During the Spanish Civil War, anarchists managed to organize a popular front against the ruling class of the time. There’s no reason these models can’t be replicated at some point in the future, although anarchist theory has to be modified to fit contemporary societies. For instance, the dogmatic anarcho-communism and anti-clericalism of the Spanish anarchists certainly isn’t appropriate for the present time in the Western world. But many other aspects of historic anarchism certainly are, and our model of decentralized, pluralistic, particularism provides us with an opportunity to connect with folks all over the political and cultural spectrum.

The views we promote here shouldn’t be that difficult to understand. We promote pan-secessionism as a strategy on the model suggested by Kirkpatrick Sale. From there it’s Freetown Christiania for leftists, and Orania for rightists, Mondragon for an-syns, kibbutzim for an-coms, and Liechtenstein for an-caps.

To the degree that movements from either the far Right or the far Left embrace the paradigm outlined above they are compatible with the ATS philosophy. To the degree they reject the above paradigm, the more they are incompatible. Pretty simple, really.
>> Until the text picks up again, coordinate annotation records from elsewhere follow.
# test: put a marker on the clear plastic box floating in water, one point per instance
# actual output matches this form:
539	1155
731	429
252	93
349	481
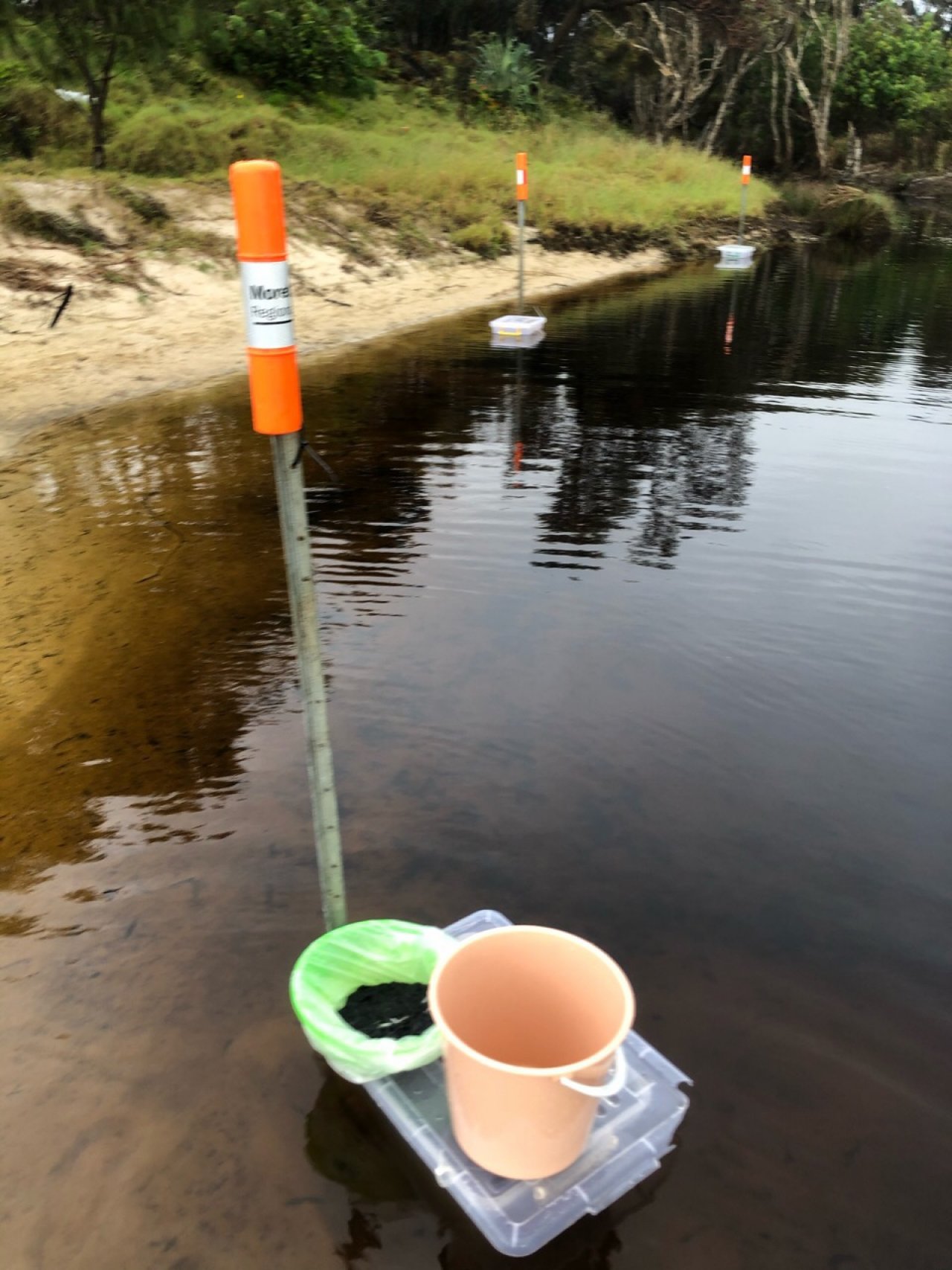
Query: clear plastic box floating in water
736	255
634	1131
515	328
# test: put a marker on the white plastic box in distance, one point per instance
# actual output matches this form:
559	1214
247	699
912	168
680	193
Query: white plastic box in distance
518	327
632	1133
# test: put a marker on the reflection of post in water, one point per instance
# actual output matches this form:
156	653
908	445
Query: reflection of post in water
515	434
729	327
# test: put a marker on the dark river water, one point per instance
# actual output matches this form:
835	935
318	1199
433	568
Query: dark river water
645	632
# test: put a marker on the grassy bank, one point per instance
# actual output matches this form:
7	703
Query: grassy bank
414	169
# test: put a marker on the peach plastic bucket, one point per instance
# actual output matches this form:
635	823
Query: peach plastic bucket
532	1022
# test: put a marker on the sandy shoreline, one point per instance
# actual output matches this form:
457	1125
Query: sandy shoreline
181	325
As for the idea of what actual “popular fronts” against the state or global capitalism might look like, I have previously written about that extensively. See here for how such a popular front might work in North America, and here for the application of similar ideas on an international basis. In fact, I wrote a whole book that was largely devoted to that purpose, and much of this is summarized in the ATS Statement of Purpose and 25-Point Program as well, along with many, many other podcasts, articles, and essays.